To ask the Secretary of State for Work and Pensions what steps he has taken to ensure that letters to potential claimants for the pension credit are free of ambiguity. [115400]
The direct mail packs to pensioner households about Pension Credit have been subject to a rigorous process of quality assurance, including consultation with external organisations, customer research and testing. The clarity of the mail packs was approved with the Plain English Campaign Crystal Mark. Findings during the current period of advance applications will be taken into account before the main Pension Credit take-on begins in October.
To ask the Secretary of State for Work and Pensions if he will make it his policy to write to pensioners not receiving the minimum income guarantee with information on the pension credit, in priority order of those most likely to make a valid claim. [115480]
The Pension Service has begun to write to pensioner households to explain pension credit and to invite applications.

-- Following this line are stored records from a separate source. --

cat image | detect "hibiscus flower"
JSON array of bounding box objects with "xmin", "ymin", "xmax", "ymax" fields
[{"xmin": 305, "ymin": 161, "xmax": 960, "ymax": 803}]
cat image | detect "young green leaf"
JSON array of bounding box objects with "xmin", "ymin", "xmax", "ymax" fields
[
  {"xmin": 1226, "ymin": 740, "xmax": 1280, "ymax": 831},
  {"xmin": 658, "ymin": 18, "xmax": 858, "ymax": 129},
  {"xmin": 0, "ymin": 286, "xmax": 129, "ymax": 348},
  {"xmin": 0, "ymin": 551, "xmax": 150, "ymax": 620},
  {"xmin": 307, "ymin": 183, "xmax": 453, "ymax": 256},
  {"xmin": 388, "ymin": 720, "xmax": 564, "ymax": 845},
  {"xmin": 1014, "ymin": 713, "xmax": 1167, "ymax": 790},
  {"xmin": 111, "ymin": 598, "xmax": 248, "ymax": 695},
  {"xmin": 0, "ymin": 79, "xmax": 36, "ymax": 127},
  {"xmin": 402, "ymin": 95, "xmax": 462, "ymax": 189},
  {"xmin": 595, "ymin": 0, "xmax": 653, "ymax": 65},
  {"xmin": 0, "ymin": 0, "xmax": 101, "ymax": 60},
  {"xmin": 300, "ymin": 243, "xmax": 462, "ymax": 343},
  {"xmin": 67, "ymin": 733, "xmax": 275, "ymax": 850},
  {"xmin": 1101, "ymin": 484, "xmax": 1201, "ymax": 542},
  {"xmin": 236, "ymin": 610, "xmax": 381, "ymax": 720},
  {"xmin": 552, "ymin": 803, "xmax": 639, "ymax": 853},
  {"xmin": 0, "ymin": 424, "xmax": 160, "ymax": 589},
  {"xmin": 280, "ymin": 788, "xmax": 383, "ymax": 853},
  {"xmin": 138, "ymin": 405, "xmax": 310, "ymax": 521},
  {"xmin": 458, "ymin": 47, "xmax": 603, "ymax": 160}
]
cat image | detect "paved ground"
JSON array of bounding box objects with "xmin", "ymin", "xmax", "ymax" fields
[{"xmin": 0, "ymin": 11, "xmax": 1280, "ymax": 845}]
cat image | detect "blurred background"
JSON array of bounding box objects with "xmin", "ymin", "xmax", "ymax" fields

The order in which households are contacted has been designed to produce a controlled and measured build up of applications, evenly distributed throughout the UK. By June 2004, all pensioner households will have been contacted. The Department will, during the period when advance applications for pension credit can be made, continue to evaluate the effectiveness of the marketing campaign and make any refinements needed to ensure that pensioners take up their entitlement. All those who apply before October 2004, if they are entitled, will receive payment as though they had claimed at the very start, or to the first day they could have qualified if this is later.
To ask the Secretary of State for Work and Pensions when he received the Treasury documents relating to the five economic tests and the 18 background studies; what discussions he has held with ministerial colleagues on the tests since receipt of the documents; when he expects to complete his analysis of the documents; and what representations (a) he and (b) departmental officials will make to other Departments before a decision is reached on the economic tests. [115379]
The Treasury's 18 supporting studies on EMU were sent to Cabinet Ministers on 16 May. The Prime Minister and the Chancellor are holding meetings with Cabinet Ministers. There was an initial discussion at Cabinet on 22 May. There will be a special Cabinet meeting on 5 June. My right hon. friend the Chancellor of the Exchequer will make a statement to the House of Commons on 9 June.